Similarly, in this PR, if I run
nix-build -A nasc https://github.com/r-ryantm/nixpkgs/archive/2078f2a0ee7d4712ddcc723daf5662cf9f039403.tar.gz \
--option binary-caches 'https://cache.nixos.org/ https://r-ryantm.cachix.org/' \
--option trusted-public-keys '
r-ryantm.cachix.org-1:gkUbLkouDAyvBdpBX0JOdIiD2/DP1ldF3Z3Y6Gqcc4c=
cache.nixos.org-1:6NCHdD59X431o0gWypbMrAURkbJ16ZPMQFGspcDShjY=
'
it builds libqalculate instead of fetching, even though it’s the same output path. Does that need some extra flags?
Possibly. We’d have to look into investigating the status on hydra, I think.
I do not think the we are pushing the nixpkgs-review builds into the cache. I’m not sure our Cachix cache can handle that kind of disk space usage either. I agree that it would be nice to access these builds for testing purposes, so maybe we should look into alternatives.
Are you a trusted user on your system? If you are not a trusted user, you cannot add trusted-public-keys.
hydra doesn’t evaluate staging.
But related to this would be my open issues on building the packages on the base branch, and creating a build diff Determine regressions from target branch · Issue #85 · Mic92/nixpkgs-review · GitHub
It’s on my todo list 
This seems quite important to me.

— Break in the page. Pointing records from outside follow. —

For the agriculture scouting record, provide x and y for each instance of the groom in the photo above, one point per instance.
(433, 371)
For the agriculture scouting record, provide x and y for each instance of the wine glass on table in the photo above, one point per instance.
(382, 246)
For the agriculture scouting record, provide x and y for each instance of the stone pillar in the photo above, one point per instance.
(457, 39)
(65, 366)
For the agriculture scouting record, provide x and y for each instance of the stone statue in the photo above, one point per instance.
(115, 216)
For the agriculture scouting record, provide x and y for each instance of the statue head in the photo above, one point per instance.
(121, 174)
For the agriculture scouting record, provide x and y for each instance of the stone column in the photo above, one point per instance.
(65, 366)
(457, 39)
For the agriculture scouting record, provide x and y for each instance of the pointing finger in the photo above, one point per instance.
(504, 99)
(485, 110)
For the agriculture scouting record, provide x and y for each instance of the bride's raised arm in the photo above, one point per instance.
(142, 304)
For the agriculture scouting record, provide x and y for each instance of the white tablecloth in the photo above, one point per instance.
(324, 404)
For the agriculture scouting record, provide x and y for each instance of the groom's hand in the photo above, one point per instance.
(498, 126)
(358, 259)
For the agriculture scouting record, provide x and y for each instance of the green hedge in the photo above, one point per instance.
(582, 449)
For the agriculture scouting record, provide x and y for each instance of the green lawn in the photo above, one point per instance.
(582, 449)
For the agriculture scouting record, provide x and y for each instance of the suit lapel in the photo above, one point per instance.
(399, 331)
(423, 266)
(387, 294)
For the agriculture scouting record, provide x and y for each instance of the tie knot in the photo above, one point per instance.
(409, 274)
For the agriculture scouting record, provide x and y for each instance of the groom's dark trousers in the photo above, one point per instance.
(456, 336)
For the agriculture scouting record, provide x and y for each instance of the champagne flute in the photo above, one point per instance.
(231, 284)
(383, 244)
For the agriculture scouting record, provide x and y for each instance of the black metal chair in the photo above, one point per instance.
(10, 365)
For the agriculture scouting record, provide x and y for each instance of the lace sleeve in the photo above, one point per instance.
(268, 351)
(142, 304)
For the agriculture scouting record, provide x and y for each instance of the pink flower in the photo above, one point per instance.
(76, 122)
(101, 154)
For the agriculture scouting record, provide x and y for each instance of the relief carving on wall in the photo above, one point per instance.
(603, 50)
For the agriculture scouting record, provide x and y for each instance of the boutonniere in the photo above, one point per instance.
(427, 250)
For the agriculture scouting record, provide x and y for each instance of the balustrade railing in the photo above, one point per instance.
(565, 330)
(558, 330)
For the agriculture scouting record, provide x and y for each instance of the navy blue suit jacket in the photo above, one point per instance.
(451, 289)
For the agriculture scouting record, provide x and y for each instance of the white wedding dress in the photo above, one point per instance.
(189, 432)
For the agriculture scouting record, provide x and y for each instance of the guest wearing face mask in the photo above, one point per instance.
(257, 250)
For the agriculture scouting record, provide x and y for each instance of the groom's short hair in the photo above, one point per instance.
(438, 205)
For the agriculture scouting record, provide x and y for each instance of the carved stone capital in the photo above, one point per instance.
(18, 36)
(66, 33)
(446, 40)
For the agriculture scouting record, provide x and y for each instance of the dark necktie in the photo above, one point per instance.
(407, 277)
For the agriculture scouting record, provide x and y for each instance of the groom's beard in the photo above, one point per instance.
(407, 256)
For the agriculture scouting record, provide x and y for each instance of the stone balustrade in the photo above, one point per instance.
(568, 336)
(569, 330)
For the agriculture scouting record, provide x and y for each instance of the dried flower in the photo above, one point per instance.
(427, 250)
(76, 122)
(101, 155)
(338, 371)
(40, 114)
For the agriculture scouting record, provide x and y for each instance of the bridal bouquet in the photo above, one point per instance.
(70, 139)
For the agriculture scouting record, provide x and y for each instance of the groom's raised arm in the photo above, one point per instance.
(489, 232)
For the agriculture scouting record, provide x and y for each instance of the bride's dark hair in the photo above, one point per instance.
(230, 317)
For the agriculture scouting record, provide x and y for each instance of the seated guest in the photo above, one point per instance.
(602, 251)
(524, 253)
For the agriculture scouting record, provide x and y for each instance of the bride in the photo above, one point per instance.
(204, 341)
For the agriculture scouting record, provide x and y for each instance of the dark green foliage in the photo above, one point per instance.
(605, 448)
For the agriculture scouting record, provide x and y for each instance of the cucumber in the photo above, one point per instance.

If the machine just spent 2 hours building Blender, I should not have to spend the same 2 hours again to check if the GUI works – that’s one of the biggest benefits of CI running the nixpkgs-review!
It’s probably fine to limit the life-time of those things on Cachix, as they are used mainly for review purposes. For example, a reasonable base assumption would be that after 3 months, we don’t need that output any more. (Even better but more involved, 1 month after merging we don’t need it any more, because likely Hydra has already built it, or there was a problem and somebody investigates it within a month.)
I see 2 good and relatively simple approaches:
Rely on Cachix’s
once reached least recently used entries will be garbage collected
feature – maybe @domenkozar could comment how well this would work in this case?
Expose your build machine itself as a HTTPs binary cache, then we can download those directly from there. Add a GC root for every build, and a cron job to nix-collect-garbage --delete-older-than 90d --delete-old. Add some 10 TB drives for € 19.50/month (I’m happy to chip in if needed), will probably last for a while.
Then the nix-store -r invocation for libcalqulate itself shouldn’t work either, right? But it does.
Alternative (but more expensive): Try to build them from the target branch.
Much cheaper alternative: Tell us whether they already fail on master or nixos-unstable.
I’m happy to sponsor storage for this.
I think LRU cache would work well, it’s just a matter of finding how much storage would be needed - I’m fine just giving it a go and I can run some statistics in a month or two.